Ledakan amunisi di Garut, Jawa Barat, memakan korban hingga 13 orang. Para korban terdiri dari 4 anggota TNI dan 9 warga sipil. Salah satu warga, yang juga adik dari korban, menceritakan kronologi sebelum ledakan terjadi.
Warga tersebut bercerita, biasanya amunisi direndam air laut agar lebih cepat berkarat dan tidak meledak.
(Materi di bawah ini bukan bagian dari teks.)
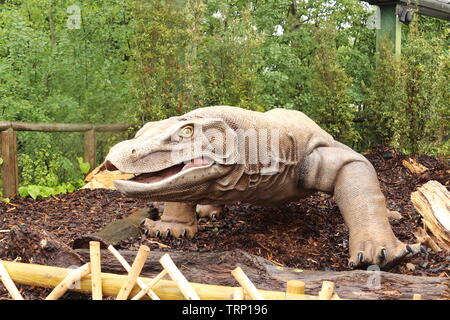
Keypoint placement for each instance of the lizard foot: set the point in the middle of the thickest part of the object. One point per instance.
(166, 229)
(211, 211)
(384, 253)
Hal tersebut diketahuinya, karena menjadi buruh yang membantu TNI membuka amunisi. Warga tersebut mengakui mendapat upah Rp100 ribu hingga Rp150 ribu setiap harinya.
Dia dan adiknya sudah 10 tahun menjalani profesi itu. Dia pun tak menyangka, adiknya menjadi salah satu korban ledakan amunisi TNI.
Selain itu, anak dari salah satu korban ledakan juga menceritakan ayahnya. Anak tersebut mengaku masih duduk dibangku SMA.
Mendengar pengakuannya, Dedi Mulyadi meminta wanita tersebut menjadi anak angkatnya. Dedi Mulyadi juga mengatakan kesanggupannya untuk membiayai hingga kuliah.